Mr. Kotey, who is of Ghanaian and Greek-Cypriot descent and converted to Islam in his 20s, is from the Paddington district of London.

The leader of the cell, Mohammed Emwazi, was called “Jihadi John” after he appeared, masked in the videos, sometimes performing the butchery. He was killed in an American-led coalition drone strike in 2015 in the Syrian city of Raqqa. Another member, Aine Davis, was arrested in Turkey, convicted there in 2017 and sentenced to seven years in prison.

The two detainees in Syria denounced as “illegal” the British government’s reported decision in February to strip them of citizenship. The revocation exposes them to “rendition and torture,” Mr. Elsheikh said.

“I was born in the U.K.,” he said. “My mother was born in the U.K. I have a daughter there in the U.K.”

Mr. Kotey said the fairest venue for a trial might be the International Criminal Court in The Hague.

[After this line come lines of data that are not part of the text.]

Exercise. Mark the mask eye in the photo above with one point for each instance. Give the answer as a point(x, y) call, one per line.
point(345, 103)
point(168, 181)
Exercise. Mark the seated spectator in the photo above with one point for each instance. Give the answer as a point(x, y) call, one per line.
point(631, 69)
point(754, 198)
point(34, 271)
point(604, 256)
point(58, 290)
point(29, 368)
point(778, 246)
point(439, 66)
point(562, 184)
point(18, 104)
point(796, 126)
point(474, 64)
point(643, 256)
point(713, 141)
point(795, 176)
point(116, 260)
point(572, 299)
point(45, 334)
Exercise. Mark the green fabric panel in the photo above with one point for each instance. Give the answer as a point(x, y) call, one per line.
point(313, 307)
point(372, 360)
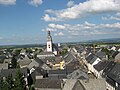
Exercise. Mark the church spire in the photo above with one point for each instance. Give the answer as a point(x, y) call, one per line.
point(49, 38)
point(49, 42)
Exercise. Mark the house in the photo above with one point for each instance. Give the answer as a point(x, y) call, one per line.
point(77, 74)
point(45, 55)
point(99, 68)
point(73, 84)
point(48, 84)
point(115, 53)
point(59, 74)
point(91, 61)
point(69, 58)
point(24, 62)
point(94, 84)
point(6, 72)
point(110, 84)
point(3, 66)
point(102, 55)
point(113, 77)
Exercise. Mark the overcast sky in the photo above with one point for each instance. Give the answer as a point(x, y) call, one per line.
point(26, 21)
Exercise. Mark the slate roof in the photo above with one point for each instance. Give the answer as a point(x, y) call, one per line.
point(57, 71)
point(108, 68)
point(93, 60)
point(48, 83)
point(78, 86)
point(101, 65)
point(114, 54)
point(78, 74)
point(7, 72)
point(46, 53)
point(94, 84)
point(101, 54)
point(115, 73)
point(69, 57)
point(90, 57)
point(33, 64)
point(24, 61)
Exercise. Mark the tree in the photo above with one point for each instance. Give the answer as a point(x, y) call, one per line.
point(14, 62)
point(19, 83)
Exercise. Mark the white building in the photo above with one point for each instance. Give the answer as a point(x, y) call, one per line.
point(50, 46)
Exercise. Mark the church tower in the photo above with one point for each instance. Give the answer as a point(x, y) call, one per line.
point(49, 42)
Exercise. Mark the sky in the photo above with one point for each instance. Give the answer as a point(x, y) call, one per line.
point(27, 21)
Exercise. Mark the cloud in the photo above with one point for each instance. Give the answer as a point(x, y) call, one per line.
point(83, 9)
point(35, 3)
point(8, 2)
point(70, 4)
point(56, 26)
point(48, 18)
point(115, 17)
point(84, 29)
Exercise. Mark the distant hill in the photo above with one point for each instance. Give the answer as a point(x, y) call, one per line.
point(110, 40)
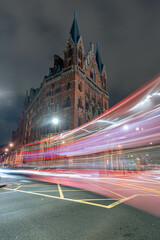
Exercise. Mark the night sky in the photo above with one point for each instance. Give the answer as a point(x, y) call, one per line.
point(32, 31)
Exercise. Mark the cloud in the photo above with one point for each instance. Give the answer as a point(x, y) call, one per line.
point(33, 31)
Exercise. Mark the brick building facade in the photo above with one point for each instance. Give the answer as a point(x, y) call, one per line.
point(74, 91)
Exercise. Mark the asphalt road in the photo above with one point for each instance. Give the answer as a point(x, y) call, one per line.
point(40, 211)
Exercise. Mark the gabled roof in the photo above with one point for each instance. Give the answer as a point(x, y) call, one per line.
point(98, 58)
point(74, 32)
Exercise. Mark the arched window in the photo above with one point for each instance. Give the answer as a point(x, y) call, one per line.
point(80, 102)
point(68, 86)
point(68, 101)
point(66, 123)
point(80, 87)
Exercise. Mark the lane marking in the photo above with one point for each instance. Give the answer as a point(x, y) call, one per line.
point(122, 201)
point(18, 187)
point(71, 200)
point(107, 190)
point(5, 192)
point(60, 191)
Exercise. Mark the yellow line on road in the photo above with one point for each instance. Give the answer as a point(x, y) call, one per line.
point(60, 191)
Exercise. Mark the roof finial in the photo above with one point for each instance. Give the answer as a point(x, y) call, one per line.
point(74, 32)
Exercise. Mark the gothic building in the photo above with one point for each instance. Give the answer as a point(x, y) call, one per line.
point(74, 91)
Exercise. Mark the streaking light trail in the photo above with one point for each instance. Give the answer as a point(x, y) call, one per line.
point(123, 141)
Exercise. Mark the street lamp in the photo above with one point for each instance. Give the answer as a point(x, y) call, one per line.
point(11, 145)
point(55, 121)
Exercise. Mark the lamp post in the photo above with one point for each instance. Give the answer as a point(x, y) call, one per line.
point(55, 121)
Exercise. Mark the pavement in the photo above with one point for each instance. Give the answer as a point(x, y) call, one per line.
point(36, 210)
point(140, 190)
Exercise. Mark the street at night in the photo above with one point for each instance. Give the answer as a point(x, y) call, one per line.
point(35, 210)
point(80, 120)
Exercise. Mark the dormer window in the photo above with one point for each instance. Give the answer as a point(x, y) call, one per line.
point(79, 54)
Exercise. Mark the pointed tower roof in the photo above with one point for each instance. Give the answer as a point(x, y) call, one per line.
point(74, 32)
point(98, 58)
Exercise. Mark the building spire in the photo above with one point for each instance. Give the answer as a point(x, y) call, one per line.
point(98, 58)
point(74, 32)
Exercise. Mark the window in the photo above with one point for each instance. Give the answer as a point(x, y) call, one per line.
point(79, 121)
point(93, 110)
point(79, 53)
point(66, 123)
point(91, 74)
point(68, 101)
point(69, 63)
point(49, 93)
point(86, 105)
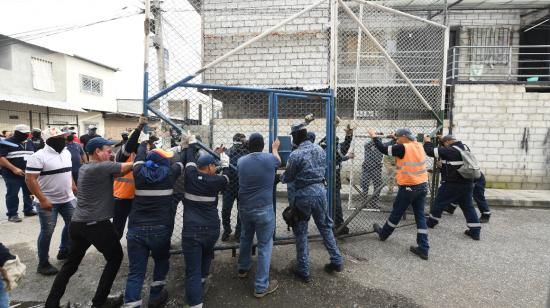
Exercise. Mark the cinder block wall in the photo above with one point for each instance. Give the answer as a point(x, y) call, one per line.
point(508, 129)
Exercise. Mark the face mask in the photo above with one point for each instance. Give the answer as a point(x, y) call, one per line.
point(19, 136)
point(58, 144)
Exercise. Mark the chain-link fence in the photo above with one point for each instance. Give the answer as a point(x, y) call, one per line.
point(245, 58)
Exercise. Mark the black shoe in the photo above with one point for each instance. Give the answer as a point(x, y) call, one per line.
point(484, 218)
point(31, 213)
point(469, 233)
point(378, 230)
point(62, 255)
point(113, 301)
point(331, 268)
point(155, 303)
point(418, 252)
point(46, 269)
point(450, 209)
point(300, 276)
point(15, 218)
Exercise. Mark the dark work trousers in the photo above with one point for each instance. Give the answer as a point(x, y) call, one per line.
point(122, 210)
point(416, 197)
point(103, 236)
point(458, 193)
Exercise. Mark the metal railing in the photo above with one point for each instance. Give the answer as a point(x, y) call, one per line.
point(500, 64)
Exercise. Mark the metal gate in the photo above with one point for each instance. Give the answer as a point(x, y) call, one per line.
point(255, 67)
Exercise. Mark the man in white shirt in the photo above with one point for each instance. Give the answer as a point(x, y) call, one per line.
point(49, 178)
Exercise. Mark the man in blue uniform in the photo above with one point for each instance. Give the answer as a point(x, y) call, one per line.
point(306, 168)
point(201, 223)
point(454, 188)
point(14, 162)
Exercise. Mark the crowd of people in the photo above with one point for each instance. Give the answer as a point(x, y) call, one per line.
point(98, 193)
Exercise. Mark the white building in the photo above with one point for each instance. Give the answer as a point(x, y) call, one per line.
point(41, 87)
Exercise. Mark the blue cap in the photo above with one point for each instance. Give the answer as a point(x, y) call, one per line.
point(205, 160)
point(297, 127)
point(97, 143)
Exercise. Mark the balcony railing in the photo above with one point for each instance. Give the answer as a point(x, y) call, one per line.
point(500, 64)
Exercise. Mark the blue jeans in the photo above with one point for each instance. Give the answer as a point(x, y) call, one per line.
point(261, 221)
point(198, 252)
point(416, 197)
point(456, 193)
point(48, 221)
point(142, 241)
point(4, 296)
point(13, 185)
point(316, 207)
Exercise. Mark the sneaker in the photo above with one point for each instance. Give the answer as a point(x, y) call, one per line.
point(226, 236)
point(15, 218)
point(418, 252)
point(469, 233)
point(158, 302)
point(46, 269)
point(331, 268)
point(273, 285)
point(62, 255)
point(113, 301)
point(243, 273)
point(450, 209)
point(31, 213)
point(484, 218)
point(378, 230)
point(303, 278)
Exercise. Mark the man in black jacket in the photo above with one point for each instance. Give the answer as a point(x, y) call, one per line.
point(454, 188)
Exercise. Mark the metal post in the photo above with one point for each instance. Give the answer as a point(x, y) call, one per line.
point(391, 61)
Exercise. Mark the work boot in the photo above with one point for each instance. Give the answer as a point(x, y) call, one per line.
point(469, 233)
point(63, 255)
point(417, 251)
point(378, 230)
point(113, 301)
point(159, 301)
point(30, 213)
point(15, 218)
point(303, 278)
point(46, 269)
point(484, 218)
point(450, 209)
point(331, 268)
point(273, 285)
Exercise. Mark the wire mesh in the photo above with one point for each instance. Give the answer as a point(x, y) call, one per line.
point(186, 35)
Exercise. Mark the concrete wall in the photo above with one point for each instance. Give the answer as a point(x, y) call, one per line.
point(106, 101)
point(508, 129)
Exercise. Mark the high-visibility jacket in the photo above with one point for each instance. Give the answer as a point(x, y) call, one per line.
point(124, 187)
point(411, 169)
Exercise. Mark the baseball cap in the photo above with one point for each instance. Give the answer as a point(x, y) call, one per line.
point(97, 143)
point(52, 132)
point(22, 128)
point(205, 160)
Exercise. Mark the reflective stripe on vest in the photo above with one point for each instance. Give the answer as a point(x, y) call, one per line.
point(123, 187)
point(411, 169)
point(154, 193)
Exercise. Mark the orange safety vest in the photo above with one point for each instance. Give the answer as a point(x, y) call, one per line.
point(411, 169)
point(124, 187)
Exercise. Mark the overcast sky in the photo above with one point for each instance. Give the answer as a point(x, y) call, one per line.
point(116, 43)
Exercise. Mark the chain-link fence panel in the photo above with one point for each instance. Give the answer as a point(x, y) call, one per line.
point(373, 93)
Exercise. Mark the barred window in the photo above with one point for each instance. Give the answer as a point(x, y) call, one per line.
point(489, 45)
point(91, 85)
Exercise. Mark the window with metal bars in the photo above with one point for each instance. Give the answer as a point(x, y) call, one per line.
point(489, 45)
point(91, 85)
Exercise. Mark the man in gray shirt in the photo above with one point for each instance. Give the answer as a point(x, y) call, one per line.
point(91, 224)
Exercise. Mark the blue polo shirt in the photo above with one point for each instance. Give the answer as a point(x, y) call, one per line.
point(16, 156)
point(256, 179)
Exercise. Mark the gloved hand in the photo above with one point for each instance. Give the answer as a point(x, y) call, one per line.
point(224, 160)
point(12, 272)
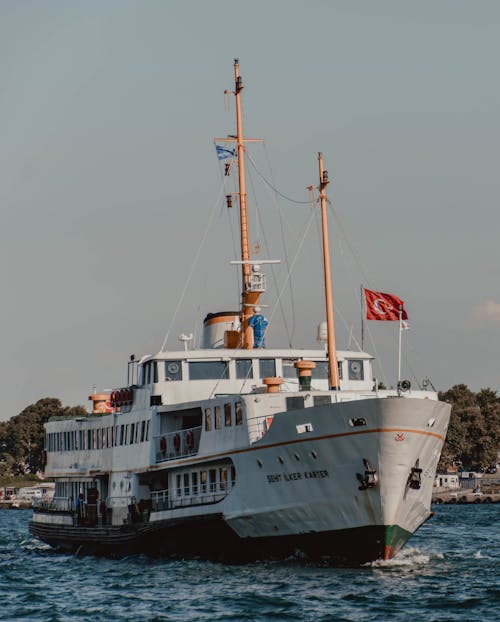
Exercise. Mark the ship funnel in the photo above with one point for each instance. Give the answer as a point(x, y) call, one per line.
point(215, 327)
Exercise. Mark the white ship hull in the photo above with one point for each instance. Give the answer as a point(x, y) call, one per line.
point(301, 491)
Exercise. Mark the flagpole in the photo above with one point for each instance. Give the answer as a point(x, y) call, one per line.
point(399, 345)
point(362, 321)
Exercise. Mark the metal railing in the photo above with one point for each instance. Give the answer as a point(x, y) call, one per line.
point(178, 444)
point(56, 504)
point(162, 500)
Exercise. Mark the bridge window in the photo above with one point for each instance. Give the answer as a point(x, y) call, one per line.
point(208, 419)
point(355, 369)
point(208, 370)
point(321, 370)
point(173, 370)
point(289, 370)
point(218, 418)
point(194, 483)
point(244, 368)
point(267, 368)
point(227, 414)
point(238, 413)
point(203, 481)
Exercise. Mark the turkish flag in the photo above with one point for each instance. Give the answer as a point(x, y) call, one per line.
point(385, 307)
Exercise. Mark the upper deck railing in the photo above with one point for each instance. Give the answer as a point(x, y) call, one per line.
point(178, 444)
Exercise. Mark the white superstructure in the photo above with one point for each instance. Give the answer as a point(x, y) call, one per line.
point(239, 450)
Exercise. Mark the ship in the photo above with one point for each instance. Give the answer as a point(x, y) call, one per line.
point(235, 451)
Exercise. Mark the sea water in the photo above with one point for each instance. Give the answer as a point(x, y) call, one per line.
point(449, 571)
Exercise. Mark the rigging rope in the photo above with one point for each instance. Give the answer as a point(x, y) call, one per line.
point(193, 265)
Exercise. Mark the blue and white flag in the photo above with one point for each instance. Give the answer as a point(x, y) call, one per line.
point(223, 153)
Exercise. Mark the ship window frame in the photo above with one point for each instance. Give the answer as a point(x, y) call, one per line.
point(174, 376)
point(212, 480)
point(287, 364)
point(223, 478)
point(208, 370)
point(244, 369)
point(228, 415)
point(203, 481)
point(217, 417)
point(267, 361)
point(208, 419)
point(194, 482)
point(353, 375)
point(238, 413)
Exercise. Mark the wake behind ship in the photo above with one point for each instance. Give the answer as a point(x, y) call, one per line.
point(238, 451)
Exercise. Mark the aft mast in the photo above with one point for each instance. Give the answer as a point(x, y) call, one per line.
point(333, 368)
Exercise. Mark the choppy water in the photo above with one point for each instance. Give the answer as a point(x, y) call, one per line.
point(450, 571)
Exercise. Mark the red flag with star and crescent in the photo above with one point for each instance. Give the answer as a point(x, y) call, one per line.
point(385, 307)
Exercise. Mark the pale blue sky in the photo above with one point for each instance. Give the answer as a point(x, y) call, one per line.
point(108, 111)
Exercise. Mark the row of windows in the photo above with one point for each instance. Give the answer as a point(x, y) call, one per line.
point(213, 416)
point(219, 370)
point(203, 482)
point(98, 438)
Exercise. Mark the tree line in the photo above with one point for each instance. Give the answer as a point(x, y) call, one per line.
point(472, 443)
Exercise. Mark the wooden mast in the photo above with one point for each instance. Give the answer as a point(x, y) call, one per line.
point(333, 369)
point(249, 298)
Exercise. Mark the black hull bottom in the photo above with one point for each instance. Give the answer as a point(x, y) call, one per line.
point(212, 538)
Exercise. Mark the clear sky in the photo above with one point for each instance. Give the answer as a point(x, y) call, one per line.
point(108, 177)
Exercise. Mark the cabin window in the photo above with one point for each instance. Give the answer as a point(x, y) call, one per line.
point(223, 478)
point(173, 370)
point(227, 414)
point(321, 370)
point(218, 417)
point(208, 370)
point(319, 400)
point(289, 370)
point(203, 481)
point(208, 419)
point(295, 403)
point(355, 369)
point(267, 368)
point(238, 413)
point(212, 479)
point(244, 368)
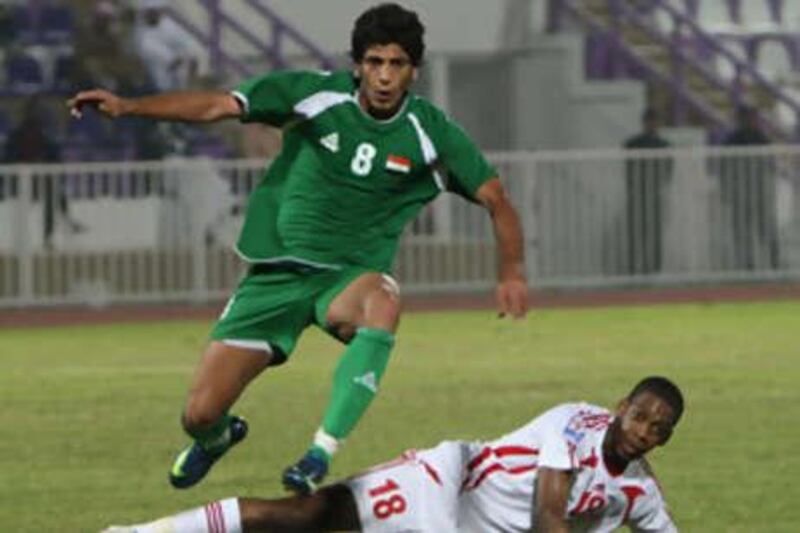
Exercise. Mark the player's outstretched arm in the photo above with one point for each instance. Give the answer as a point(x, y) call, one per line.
point(512, 288)
point(550, 507)
point(332, 508)
point(189, 106)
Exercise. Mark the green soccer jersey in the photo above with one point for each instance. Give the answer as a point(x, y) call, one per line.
point(345, 184)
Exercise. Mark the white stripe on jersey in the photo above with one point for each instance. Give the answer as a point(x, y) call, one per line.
point(319, 102)
point(243, 101)
point(428, 149)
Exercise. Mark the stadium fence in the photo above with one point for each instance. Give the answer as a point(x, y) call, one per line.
point(100, 233)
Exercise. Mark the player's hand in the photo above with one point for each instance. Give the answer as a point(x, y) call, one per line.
point(512, 297)
point(104, 101)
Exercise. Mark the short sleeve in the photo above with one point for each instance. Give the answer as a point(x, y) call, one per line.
point(272, 99)
point(555, 449)
point(467, 168)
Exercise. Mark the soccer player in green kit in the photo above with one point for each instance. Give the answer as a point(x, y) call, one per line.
point(361, 156)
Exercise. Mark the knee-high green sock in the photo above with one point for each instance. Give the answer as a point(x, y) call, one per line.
point(355, 382)
point(217, 438)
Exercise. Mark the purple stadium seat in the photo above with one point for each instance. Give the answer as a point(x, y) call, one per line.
point(62, 73)
point(24, 27)
point(5, 127)
point(56, 24)
point(23, 74)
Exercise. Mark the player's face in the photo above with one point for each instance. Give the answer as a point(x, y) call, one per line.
point(641, 424)
point(386, 73)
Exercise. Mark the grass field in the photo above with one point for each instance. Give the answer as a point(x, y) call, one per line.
point(89, 418)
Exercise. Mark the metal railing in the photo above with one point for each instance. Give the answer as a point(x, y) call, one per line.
point(163, 232)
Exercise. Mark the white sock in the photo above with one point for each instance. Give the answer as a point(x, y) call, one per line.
point(327, 442)
point(216, 517)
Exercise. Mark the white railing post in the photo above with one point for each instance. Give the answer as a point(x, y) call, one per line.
point(22, 244)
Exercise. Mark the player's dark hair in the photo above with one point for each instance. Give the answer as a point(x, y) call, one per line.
point(664, 389)
point(388, 24)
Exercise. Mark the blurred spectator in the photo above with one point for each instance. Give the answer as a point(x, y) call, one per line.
point(7, 30)
point(747, 187)
point(646, 178)
point(104, 59)
point(170, 54)
point(29, 142)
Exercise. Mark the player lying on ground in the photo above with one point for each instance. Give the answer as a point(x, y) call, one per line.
point(361, 156)
point(575, 467)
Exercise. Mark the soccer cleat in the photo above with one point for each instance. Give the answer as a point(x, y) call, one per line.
point(194, 462)
point(305, 476)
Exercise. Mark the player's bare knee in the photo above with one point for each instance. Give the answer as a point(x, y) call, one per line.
point(382, 308)
point(199, 415)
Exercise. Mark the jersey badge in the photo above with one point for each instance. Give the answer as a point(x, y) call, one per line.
point(398, 163)
point(331, 141)
point(368, 381)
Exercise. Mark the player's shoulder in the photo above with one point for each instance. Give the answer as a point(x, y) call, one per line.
point(576, 411)
point(332, 80)
point(576, 421)
point(428, 113)
point(641, 471)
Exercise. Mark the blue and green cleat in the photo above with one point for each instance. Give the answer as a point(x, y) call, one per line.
point(194, 462)
point(305, 476)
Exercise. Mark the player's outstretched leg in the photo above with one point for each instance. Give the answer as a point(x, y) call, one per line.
point(355, 384)
point(194, 462)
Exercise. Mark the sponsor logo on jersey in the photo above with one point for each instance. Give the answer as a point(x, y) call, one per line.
point(331, 141)
point(367, 380)
point(398, 163)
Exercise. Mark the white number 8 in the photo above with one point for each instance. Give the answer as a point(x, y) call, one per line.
point(361, 165)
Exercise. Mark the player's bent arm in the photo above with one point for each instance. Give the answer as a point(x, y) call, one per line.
point(550, 507)
point(187, 106)
point(332, 508)
point(512, 288)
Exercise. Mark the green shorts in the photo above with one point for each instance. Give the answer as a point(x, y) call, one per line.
point(273, 305)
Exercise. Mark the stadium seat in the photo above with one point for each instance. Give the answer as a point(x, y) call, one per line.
point(755, 16)
point(714, 16)
point(24, 27)
point(62, 74)
point(774, 60)
point(722, 64)
point(23, 74)
point(5, 128)
point(790, 15)
point(56, 24)
point(785, 114)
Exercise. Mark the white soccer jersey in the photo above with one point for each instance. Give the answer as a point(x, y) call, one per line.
point(500, 478)
point(489, 487)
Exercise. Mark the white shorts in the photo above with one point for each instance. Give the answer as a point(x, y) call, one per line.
point(418, 492)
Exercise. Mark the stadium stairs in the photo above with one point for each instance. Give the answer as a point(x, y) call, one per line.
point(700, 65)
point(245, 51)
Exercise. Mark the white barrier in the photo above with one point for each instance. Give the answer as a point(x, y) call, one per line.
point(127, 232)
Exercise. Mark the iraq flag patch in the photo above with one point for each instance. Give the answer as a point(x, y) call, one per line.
point(398, 163)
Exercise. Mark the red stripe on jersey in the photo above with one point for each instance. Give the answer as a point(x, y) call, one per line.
point(214, 518)
point(399, 160)
point(521, 469)
point(432, 472)
point(631, 493)
point(503, 451)
point(481, 457)
point(494, 468)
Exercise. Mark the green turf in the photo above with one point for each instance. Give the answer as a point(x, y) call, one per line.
point(89, 418)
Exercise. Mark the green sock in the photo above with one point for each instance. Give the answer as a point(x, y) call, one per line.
point(216, 438)
point(356, 380)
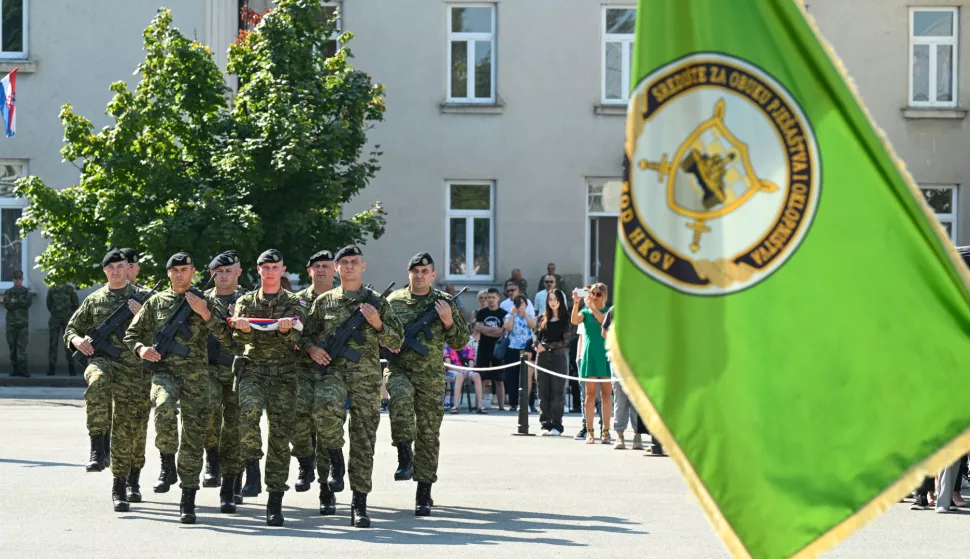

The citizenship decision was widely reported in the news media, though British officials have not confirmed or denied it, citing privacy rules.

The United States has been pressing for the home countries of foreign jihadis in Iraq and Syria to take their nationals for trial. Britain’s defense secretary has said they should not be allowed back into the country.

Kurdish officials complain they are being left to deal with ISIS’ legacy, including foreign fighters whose home countries do not want to take them back.